Upon his death he left bequests to fund two awards: a literary prize in honour of his late wife, novelist Barbara Jefferis; and the John Hinde Award, for a science fiction script for film or television.
Born in 1914, Hinde grew up in Adelaide. He started studying medicine at the University of Adelaide, but dropped out and married. After a short-lived marriage he went first to Melbourne and later to Sydney.[1]
In Sydney, Hinde got a job with The Daily Telegraph in 1937, but was sacked by the editor, Syd Deamer, who mistook him for someone else. Hinde then took a job with the Labor Daily, but soon left because of a political disagreement. Deamer later became editor of ABC Weekly and rehired him.[1] Hinde then joined the ABC News and Current Affairs department in 1939 and in the same year married for the second time to Barbara Jefferis, who later became a well-known novelist.[1]
In 1942 Hinde got a break as a war correspondent, after senior correspondent Haydon Lennard was badly injured in a plane crash in New Guinea.[2] Hinde was attached to General Douglas MacArthur's headquarters in 1942, first in Melbourne and then Brisbane, and eventually got to New Guinea and the Pacific.[2]
Hinde was hurt at Hollandia in Netherlands New Guinea, after a Japanese Betty bomber bombed a US Army ammunition dump.
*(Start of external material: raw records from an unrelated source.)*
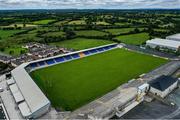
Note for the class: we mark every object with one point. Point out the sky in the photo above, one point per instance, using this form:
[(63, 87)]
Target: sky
[(88, 4)]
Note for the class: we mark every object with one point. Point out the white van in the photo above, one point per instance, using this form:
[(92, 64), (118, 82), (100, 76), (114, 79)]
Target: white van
[(1, 89)]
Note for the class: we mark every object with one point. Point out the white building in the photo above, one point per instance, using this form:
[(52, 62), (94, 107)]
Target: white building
[(30, 100), (163, 85), (175, 37), (163, 43)]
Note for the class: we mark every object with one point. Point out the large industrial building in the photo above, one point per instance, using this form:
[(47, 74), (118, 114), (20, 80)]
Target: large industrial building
[(163, 85), (29, 98), (163, 43), (175, 37)]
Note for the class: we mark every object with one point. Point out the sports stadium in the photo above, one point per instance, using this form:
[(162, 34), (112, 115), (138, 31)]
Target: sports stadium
[(69, 81)]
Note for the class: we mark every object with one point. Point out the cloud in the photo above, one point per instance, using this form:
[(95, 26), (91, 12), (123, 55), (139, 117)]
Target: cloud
[(83, 4)]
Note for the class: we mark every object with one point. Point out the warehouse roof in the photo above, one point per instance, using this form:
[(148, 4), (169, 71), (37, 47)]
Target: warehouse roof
[(32, 94), (164, 42), (163, 82), (175, 36)]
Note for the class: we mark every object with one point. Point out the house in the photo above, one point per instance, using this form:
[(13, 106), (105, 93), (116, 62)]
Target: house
[(175, 37), (163, 43), (163, 85)]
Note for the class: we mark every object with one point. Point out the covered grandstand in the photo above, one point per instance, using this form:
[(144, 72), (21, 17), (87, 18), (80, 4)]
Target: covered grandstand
[(31, 101)]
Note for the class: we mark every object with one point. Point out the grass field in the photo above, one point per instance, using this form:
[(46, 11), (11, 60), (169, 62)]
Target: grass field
[(119, 31), (134, 39), (7, 33), (15, 51), (43, 22), (90, 33), (101, 23), (81, 43), (54, 34), (73, 84), (77, 22)]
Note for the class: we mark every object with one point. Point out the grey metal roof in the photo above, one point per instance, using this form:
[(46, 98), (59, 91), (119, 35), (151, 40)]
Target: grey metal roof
[(175, 36), (32, 94), (163, 82), (164, 42)]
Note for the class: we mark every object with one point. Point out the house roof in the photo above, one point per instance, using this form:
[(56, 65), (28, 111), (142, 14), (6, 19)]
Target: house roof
[(163, 82)]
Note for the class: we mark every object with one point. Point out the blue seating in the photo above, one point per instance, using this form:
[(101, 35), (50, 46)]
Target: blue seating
[(75, 56), (68, 57), (106, 48), (50, 62), (86, 52), (42, 63), (93, 51), (60, 59), (33, 65), (100, 49)]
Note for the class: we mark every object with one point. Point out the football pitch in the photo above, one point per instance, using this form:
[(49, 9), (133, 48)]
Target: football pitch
[(73, 84)]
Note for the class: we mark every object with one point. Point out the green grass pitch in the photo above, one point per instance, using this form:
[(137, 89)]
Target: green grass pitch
[(73, 84)]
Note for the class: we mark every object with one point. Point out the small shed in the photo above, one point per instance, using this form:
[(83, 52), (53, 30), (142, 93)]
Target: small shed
[(163, 85)]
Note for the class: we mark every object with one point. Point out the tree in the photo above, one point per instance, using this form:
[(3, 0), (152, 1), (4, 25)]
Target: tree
[(22, 51), (157, 48), (11, 52), (136, 30), (24, 24), (15, 25)]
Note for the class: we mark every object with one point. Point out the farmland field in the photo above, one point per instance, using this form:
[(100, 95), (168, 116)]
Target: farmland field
[(90, 33), (73, 84), (7, 33), (77, 22), (81, 43), (54, 34), (119, 31), (134, 39), (43, 22)]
His eyes were badly injured, which affected him for the rest of his life.[2]
After the war Hinde returned to Sydney and was responsible for writing the ABC's first television news bulletin.[1] But in 1963, with no career progress, a frustrated Hinde resigned from the ABC and for three years, with his wife earning a good living from her novels, Hinde indulged in electronics, his favourite pastime.[1]
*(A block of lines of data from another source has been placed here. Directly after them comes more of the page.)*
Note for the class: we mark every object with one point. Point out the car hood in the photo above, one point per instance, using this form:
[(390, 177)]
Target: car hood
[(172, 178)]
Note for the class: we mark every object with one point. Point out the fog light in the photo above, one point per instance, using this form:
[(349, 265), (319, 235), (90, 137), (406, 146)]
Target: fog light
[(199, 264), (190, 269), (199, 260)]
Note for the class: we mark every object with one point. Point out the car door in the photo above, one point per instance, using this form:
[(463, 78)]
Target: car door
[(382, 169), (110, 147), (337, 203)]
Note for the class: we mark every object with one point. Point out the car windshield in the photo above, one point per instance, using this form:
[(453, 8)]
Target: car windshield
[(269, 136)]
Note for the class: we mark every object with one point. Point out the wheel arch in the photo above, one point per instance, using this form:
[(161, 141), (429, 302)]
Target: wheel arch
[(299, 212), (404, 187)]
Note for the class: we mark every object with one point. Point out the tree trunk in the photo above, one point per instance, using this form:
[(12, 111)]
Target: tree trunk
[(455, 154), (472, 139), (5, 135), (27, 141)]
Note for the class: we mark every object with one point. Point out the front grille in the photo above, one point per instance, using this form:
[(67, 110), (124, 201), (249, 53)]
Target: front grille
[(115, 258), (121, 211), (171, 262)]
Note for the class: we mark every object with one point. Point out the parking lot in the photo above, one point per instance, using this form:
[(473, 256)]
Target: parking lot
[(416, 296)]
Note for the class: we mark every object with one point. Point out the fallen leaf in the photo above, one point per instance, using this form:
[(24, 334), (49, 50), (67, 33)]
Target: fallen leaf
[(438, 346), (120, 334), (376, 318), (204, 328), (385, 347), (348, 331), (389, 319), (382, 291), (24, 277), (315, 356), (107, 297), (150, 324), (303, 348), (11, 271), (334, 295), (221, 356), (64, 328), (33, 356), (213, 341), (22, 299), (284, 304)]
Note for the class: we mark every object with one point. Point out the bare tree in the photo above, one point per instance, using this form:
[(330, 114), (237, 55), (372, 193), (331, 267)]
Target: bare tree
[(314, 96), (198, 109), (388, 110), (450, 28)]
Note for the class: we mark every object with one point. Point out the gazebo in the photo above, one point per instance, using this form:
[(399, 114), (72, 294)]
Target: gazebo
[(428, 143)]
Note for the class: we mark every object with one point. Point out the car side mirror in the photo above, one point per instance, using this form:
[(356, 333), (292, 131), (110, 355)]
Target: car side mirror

After the ABC's previous reviewer, Frank Legg, was killed in a car crash, Hinde was offered freelance work as the film critic.[1][2] To start with he received £30 and tickets to three movies a week which he then critiqued on a radio show, initially on 2BL, but later on Radio 2 and ABC regional radio.[1]
Hinde made the transition from radio to television, in 1983, and found the switch surprisingly easy.[1] He found though that on television he could not be as critical as on radio, but the value of showing footage made up for that. By 1986 he was doing film reviews every Sunday night as part of the ABC Television news.[1]
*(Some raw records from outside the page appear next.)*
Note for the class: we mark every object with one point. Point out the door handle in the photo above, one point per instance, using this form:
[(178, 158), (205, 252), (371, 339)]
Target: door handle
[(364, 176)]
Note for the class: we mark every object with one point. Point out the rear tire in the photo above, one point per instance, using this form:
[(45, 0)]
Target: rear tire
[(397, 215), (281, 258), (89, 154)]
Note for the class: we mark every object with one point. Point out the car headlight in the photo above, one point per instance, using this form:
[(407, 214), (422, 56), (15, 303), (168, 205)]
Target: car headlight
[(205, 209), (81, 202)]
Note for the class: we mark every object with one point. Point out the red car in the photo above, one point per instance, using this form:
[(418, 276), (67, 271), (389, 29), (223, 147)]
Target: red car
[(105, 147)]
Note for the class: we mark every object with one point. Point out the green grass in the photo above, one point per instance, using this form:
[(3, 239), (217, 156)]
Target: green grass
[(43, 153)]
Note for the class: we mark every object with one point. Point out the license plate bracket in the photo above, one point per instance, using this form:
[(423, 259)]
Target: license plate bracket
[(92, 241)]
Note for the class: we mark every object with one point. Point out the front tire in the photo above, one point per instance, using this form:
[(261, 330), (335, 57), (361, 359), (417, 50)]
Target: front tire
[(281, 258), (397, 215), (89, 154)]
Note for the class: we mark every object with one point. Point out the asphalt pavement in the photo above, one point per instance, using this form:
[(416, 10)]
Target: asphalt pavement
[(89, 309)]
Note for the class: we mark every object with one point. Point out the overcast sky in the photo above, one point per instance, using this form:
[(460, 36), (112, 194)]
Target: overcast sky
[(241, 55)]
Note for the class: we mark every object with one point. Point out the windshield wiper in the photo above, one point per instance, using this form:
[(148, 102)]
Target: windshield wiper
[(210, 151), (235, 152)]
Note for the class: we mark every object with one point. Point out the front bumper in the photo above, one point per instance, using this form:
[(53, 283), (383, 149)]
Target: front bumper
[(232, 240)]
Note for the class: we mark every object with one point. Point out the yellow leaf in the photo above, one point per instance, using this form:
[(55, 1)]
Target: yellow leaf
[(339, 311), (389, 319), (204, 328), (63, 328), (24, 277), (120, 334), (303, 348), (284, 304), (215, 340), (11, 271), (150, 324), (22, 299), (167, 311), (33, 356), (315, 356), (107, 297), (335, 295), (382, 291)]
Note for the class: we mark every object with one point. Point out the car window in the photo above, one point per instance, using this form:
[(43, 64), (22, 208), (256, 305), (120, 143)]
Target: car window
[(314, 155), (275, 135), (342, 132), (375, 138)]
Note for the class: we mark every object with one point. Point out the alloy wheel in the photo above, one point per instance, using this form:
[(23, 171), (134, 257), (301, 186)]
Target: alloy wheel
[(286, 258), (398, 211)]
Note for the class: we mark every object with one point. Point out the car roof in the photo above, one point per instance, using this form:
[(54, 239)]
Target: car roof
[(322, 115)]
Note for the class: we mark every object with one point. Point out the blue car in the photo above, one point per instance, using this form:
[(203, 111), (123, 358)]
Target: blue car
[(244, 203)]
Towards the end of his career, Hinde gained a new generation of fans through appearances on comedy programs like Elle McFeast's ABC show McFeast. He was renowned for outrageous skits on the show, even donning high heels and pink tights for McFeast's foray into the Sydney Gay and Lesbian Mardi Gras. He was astonished that he had gained a cult following, saying "When I went to Adelaide recently, young people were stopping me in the street everywhere".[1]
On 10 June 2002, Hinde was appointed a Member of the Order of Australia in the Queen's Birthday Honours list "for service to the film and media industry, particularly through the Australian Broadcasting Corporation.[1][3]
In 1999, with his eyesight failing and threatened by blindness, he was obliged to retire because he could not watch films properly. The last film that John Hinde presented on the ABC was Odd Man Out, starring James Mason and Kathleen Ryan, on 15 December 1999.[4]
He died on 4 July 2006 in a nursing home in Sydney.[5]
The John Hinde Award for Excellence in Science-Fiction Writing is funded by a bequest left by Hinde. Intended to encourage and reward creativity in science-fiction writing for feature film, television, web series, and interactive media, the award is worth $10,000 for the best produced script, as well as professional support for the best unproduced script. It is administered by the Australian Writers' Guild and awarded at the AWGIE Awards ceremony.[6]
Upon Hinde's death the Barbara Jefferis Award was created in 2007 in honour of Hinde's late wife of 64 years, Barbara Jefferis. The literary prize will be one of Australia's richest, the result of a $1 million bequest by Hinde.[7]